Ничего обиднее и правдивее она сказать не могла. Мне стало больно, будто я опять получил ногой в живот. Все это лажа, бессмыслица. Я уже потерял Даррела, Энджи и, возможно, больше никогда не увижу своих родителей. А долбаный ДНБ продолжает держать мой город, мою страну в состоянии животного страха и творить произвол, прикрываясь борьбой с терроризмом.
Ван выжидающе смотрела на меня, будто хотела услышать напоследок что-нибудь вразумительное, но не дождалась и ушла, оставив меня в одиночестве.
К моему возвращению «домой» в Мишн Зеб припас для меня пиццу. Мы ночевали под автомобильной эстакадой в походной палатке военного образца, списанной из армейского имущества за ненадобностью. Трафаретные буквы у нее на боку возвещали: «Координационный совет Сан-Франциско по оказанию помощи бездомным».

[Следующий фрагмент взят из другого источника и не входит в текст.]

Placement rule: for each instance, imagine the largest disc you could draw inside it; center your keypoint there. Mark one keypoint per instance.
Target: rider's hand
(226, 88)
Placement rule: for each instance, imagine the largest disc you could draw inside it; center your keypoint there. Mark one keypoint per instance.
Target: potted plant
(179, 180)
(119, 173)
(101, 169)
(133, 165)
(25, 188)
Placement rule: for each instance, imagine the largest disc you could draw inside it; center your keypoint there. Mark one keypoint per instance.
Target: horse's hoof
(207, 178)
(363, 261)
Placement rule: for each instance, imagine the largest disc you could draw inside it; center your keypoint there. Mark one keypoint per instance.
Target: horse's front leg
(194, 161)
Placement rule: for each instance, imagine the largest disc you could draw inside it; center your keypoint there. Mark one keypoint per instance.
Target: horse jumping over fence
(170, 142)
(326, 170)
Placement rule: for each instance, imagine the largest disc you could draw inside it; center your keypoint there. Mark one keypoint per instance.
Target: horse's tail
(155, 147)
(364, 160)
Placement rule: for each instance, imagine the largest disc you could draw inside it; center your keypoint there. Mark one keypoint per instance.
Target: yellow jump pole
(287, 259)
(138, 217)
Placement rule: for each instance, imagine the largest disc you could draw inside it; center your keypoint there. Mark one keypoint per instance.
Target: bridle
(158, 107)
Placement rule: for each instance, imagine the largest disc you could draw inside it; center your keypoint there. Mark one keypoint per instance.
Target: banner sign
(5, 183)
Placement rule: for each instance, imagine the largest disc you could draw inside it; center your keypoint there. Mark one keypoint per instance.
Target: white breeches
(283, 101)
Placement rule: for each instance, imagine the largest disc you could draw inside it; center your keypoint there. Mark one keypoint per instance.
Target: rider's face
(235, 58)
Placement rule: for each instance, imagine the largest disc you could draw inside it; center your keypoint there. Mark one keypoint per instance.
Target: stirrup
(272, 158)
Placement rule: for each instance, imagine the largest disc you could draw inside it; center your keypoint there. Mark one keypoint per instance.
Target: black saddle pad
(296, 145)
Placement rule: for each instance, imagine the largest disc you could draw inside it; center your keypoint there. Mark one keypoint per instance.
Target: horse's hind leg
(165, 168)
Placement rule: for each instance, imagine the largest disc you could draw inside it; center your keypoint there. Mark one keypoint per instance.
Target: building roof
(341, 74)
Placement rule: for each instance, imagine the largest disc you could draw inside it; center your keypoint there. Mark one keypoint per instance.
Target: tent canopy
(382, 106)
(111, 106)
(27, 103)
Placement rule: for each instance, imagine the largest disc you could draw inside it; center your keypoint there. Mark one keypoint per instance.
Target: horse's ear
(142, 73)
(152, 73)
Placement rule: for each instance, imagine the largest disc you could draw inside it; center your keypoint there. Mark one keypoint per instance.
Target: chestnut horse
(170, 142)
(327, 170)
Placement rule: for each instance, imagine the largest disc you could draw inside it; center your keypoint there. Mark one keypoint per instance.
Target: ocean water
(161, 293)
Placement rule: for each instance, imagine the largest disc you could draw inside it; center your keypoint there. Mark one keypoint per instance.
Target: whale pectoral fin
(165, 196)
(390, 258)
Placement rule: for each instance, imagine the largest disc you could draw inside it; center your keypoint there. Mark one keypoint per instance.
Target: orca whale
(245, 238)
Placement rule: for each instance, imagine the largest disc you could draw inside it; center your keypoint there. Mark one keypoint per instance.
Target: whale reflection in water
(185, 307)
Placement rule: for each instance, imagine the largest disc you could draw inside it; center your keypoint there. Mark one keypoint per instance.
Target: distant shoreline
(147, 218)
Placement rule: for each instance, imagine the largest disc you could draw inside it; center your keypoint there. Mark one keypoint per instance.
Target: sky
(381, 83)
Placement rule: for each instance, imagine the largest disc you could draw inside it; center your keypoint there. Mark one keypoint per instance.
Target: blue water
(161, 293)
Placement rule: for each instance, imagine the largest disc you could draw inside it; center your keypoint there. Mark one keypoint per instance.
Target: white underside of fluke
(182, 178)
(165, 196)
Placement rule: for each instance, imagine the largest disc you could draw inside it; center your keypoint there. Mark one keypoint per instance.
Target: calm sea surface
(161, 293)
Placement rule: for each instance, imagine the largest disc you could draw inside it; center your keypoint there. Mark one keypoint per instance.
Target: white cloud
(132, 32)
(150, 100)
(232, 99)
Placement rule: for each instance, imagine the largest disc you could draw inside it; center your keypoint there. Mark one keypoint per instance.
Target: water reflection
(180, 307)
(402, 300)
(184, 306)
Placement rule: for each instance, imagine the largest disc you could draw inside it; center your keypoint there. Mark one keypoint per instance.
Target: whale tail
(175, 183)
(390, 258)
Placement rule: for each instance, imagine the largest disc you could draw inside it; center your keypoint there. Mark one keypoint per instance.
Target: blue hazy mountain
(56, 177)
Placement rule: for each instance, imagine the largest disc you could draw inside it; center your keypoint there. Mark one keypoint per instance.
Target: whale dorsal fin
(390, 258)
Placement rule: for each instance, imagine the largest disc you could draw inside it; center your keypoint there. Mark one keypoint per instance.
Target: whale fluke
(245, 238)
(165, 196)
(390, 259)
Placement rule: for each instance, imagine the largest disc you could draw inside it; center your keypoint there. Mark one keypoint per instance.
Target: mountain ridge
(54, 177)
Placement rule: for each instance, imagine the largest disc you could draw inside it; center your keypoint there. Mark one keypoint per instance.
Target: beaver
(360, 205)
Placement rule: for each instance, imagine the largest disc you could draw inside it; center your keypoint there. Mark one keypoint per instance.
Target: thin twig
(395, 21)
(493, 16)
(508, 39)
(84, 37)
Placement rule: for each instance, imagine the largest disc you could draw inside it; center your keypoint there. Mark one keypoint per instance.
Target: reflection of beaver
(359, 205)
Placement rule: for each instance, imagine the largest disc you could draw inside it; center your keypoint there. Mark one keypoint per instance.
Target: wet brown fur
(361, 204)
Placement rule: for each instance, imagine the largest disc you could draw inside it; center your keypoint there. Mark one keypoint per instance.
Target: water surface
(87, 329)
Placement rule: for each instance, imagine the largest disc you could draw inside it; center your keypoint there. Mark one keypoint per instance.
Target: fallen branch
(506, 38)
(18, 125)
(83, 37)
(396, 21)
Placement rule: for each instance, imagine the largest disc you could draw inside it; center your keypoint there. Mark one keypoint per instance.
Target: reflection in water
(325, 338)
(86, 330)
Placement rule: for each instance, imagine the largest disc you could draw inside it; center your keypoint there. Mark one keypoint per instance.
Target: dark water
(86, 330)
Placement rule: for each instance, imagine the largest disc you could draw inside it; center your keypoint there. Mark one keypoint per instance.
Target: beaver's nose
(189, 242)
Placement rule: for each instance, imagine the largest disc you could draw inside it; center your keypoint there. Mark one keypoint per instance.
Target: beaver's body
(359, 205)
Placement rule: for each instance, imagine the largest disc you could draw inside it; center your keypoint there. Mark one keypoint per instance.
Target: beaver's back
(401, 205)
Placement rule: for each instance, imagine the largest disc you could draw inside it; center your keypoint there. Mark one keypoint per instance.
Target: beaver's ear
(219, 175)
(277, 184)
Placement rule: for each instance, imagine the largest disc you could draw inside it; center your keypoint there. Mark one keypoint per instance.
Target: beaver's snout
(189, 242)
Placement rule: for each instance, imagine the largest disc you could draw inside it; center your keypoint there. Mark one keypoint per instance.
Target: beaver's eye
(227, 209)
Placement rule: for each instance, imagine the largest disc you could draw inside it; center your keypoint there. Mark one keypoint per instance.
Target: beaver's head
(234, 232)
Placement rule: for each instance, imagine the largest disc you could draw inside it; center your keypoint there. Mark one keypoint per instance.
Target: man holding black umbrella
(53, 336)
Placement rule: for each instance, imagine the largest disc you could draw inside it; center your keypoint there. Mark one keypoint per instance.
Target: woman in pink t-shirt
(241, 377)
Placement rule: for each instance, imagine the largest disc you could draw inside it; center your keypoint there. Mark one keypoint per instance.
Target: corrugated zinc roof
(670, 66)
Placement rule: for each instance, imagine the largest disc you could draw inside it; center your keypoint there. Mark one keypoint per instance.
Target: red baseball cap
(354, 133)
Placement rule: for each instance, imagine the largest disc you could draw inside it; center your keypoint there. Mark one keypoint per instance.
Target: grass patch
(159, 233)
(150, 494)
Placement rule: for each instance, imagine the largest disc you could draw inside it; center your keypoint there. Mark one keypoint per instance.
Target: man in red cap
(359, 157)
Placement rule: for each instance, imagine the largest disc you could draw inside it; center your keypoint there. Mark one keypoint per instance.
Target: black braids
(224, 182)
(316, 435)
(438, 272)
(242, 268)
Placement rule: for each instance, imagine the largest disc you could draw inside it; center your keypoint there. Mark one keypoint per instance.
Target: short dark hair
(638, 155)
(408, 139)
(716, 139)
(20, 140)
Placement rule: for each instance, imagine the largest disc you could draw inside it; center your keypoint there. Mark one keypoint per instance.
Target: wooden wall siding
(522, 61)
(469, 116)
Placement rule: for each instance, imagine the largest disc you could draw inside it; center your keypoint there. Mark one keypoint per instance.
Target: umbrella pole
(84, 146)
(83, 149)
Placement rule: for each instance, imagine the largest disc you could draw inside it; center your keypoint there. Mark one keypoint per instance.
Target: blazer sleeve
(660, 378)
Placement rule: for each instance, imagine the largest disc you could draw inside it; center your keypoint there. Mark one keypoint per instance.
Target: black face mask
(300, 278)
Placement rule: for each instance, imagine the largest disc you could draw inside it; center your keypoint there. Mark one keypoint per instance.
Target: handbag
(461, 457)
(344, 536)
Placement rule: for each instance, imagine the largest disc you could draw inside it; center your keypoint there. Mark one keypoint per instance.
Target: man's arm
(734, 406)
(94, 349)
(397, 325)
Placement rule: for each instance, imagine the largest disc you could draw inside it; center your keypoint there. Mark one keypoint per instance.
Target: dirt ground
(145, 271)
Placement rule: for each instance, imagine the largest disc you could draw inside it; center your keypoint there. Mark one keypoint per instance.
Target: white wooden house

Пицца была из «Домино», холодная и уже чуть подкисшая, но тем не менее необычайно вкусная.
— Тебе что, нравится пицца с ананасами? — спросил я Зеба. Он снисходительно улыбнулся.
— Нам, фриганам, выбирать не приходится.
— Каким еще фриганам?
— Знаешь, есть такие вегетарианцы, которые употребляют исключительно растительную пищу, так вот их называют веганами. А фриганы едят исключительно свободную еду.
— Что значит — «свободную»?
Зеб опять улыбнулся.
— Свободная значит ничейная. Подходи и бери.
— Ты что — спер эту пиццу?
— Да нет же, балда! Просто взял, но не с магазинного прилавка, а с другого, поменьше, того, что позади магазина. Знаешь, черный такой, железный? С запашком?
— Ты подобрал это на помойке?!
Зеб заржал, запрокинув назад голову.
— Ясен болт! Видел бы ты сейчас свое лицо! Да не ссы, чувак, не отравишься. Ее выбросили не потому, что типа испорченная — нет, свеженькая, просто накрылся чей-то заказ. Правда, ближе к концу рабочего дня помойку поливают крысиным ядом, но если вовремя подсуетишься, ты в прибыли. Видел бы ты, что выбрасывают из бакалейных магазинов! Стоит одной несчастной клубничке замохнатиться, они избавляются от всей упаковки. Подожди до завтрака, приготовлю тебе такой фруктовый салат — язык проглотишь!
Я перестал его слушать. Ну и что, в самом деле, пицца как пицца. Она не стала заразной от того, что валялась в мусорном баке. А если и вызывала неприятное ощущение, то лишь потому, что ее сделали в «Домино», худшей пиццерии Сан-Франциско. Мне их еда никогда не нравилась, и я окончательно от нее отказался, когда узнал, что владельцы «Домино» спонсируют крезанутых политиков, по убеждению которых разговоры о глобальном потеплении климата или об эволюции природы — происки сатаны.